O paradigma Infrastructure as Code baseia-se na gestão e provisão da infraestrutura através de código em vez de utilizar processos manuais.
O estado da infraestrutura armazena-se em ficheiros que contêm a representação da sua configuração. Não é necessário que seja a configuração exata, mas um modelo de dados que permita gerar a configuração ou o estado final dos equipamentos alvo.
Utilizar este tipo de representação permite, entre outras coisas:
- Realizar um seguimento simples de alterações na infraestrutura. Este tipo de seguimento pode-se realizar com um sistema de controlo de versões, como o git;
- Implantar e replicar a configuração de forma simples na rede, utilizando ferramentas de automatização;
- Integrar a infraestrutura em pipelines CI/CD (Continuous Integration/Continuous Delivery).
O conceito Infrastructure as Code nasce com a explosão exponencial dos CPDs. O número de equipamentos, físicos ou virtuais, que era necessário gerir aumentou em ordens de magnitude. A aproximação tradicional de configurar manualmente os equipamentos já não era válida. Era fundamental poder automatizar as implantações massivas e conhecer o estado desejado no qual devia estar cada um dos serviços. A utilização do paradigma IaC permite armazenar essa informação de estado, para que logo as ferramentas de automatização implementem ou atualizem os serviços.

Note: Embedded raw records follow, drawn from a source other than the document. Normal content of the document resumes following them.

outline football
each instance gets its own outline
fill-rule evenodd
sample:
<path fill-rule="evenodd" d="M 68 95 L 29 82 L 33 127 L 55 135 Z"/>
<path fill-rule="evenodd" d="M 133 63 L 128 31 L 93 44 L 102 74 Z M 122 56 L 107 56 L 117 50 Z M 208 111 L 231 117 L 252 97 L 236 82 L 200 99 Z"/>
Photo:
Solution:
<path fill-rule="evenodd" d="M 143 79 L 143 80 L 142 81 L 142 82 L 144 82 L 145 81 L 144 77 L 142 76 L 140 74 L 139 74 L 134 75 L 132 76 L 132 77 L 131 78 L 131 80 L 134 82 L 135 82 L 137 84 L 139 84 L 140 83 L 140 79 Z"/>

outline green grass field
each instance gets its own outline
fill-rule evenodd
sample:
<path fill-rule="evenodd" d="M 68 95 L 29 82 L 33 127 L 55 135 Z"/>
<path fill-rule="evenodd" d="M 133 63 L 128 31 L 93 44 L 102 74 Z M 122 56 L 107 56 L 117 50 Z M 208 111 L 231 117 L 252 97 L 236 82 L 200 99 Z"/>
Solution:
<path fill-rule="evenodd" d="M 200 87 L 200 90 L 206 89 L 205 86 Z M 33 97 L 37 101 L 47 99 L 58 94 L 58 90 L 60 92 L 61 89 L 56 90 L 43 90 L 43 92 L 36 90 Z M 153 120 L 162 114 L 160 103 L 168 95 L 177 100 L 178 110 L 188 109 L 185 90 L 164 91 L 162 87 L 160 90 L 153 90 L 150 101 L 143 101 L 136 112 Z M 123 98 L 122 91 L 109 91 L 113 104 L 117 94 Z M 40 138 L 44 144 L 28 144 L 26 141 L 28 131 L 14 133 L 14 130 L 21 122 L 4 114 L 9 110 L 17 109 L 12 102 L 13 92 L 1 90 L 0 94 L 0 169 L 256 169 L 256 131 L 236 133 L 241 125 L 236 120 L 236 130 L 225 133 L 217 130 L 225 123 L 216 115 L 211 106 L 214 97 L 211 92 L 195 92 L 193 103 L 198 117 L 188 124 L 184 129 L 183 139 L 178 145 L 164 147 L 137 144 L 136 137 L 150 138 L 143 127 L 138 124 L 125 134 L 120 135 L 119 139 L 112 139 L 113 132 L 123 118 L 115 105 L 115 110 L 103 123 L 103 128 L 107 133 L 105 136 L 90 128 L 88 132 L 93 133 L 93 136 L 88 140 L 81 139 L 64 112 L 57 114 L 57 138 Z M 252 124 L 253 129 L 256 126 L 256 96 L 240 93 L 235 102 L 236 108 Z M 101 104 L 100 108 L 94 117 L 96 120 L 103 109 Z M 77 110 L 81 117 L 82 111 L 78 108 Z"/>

Graças ao uso da automatização e IaC, a gestão de grandes CPDs, com centenas ou milhares de servidores físicos e centenas de milhares de servidores virtuais tornou-se assumível.
Está-se a tentar transferir este mesmo paradigma ao mundo das redes de comunicação. O objetivo é poder aproveitar as suas vantagens, por exemplo:
- Redução no custo de operação, manutenção e implementação: uma provisão automatizada, determinista e simplificada tem custos menores que a provisão manual;
- Aumento da flexibilidade e rapidez nas implementações;
- Configurações deterministas: a configuração a implementar não será nunca afectada por erros humanos. Se houver um erro na configuração é determinista e, como tal, rastreável para a sua correção;
- Utilização de pipelines CI/CD para testar a nova configuração antes da sua implementação;
- Informação da configuração da rede rastreável e editável de forma simples.
Mas, a implantação deste paradigma em redes de comunicações encontra-se com desafios bastante complicados:
- Heterogeneidade do equipamento de rede: cada fabricante tem uma forma diferente de configurar o seu equipamento e, até dentro do mesmo fabricante, pode haver modelos com uma forma diferente de configuração (ver Cisco com IOS, IOS-XR, NX-OS);
- Funcionalidades proprietárias: embora todos os fabricantes digam que são a favor de standards, quase todos tendem a realizar “melhorias” proprietárias;
- Escassez de documentação: muitas redes não estão documentadas; outras têm documentação, mas completamente desatualizada; outras a têm fragmentada e não indexada, pelo que encontrar a informação adequada é bastante complicado;
- Modelos: em muitas redes não há modelos oficiais de configuração, pelo que a implementação de um novo serviço costuma seguir o modelo “copia de outro sítio onde funcione”, o que implica uma “deriva” nas configurações que se aplicam em rede;
- Modelo de operação: no caso de a ver problemas na rede, aplica-se a configuração necessária para resolver o problema e restaurar o serviço. Este tipo de configurações nem sempre revertem a uma configuração standard e quase nunca se documenta;
- Falta de conhecimento: embora a automatização nas redes leve anos a dar voltas, a norma é o desconhecimento destas técnicas tanto em departamento de engenharia, como de operações de rede.
Vamos deixar de lado as complicações operacionais de implantar um modelo Network Infrastructure as Code para nos centrarmos nas técnicas.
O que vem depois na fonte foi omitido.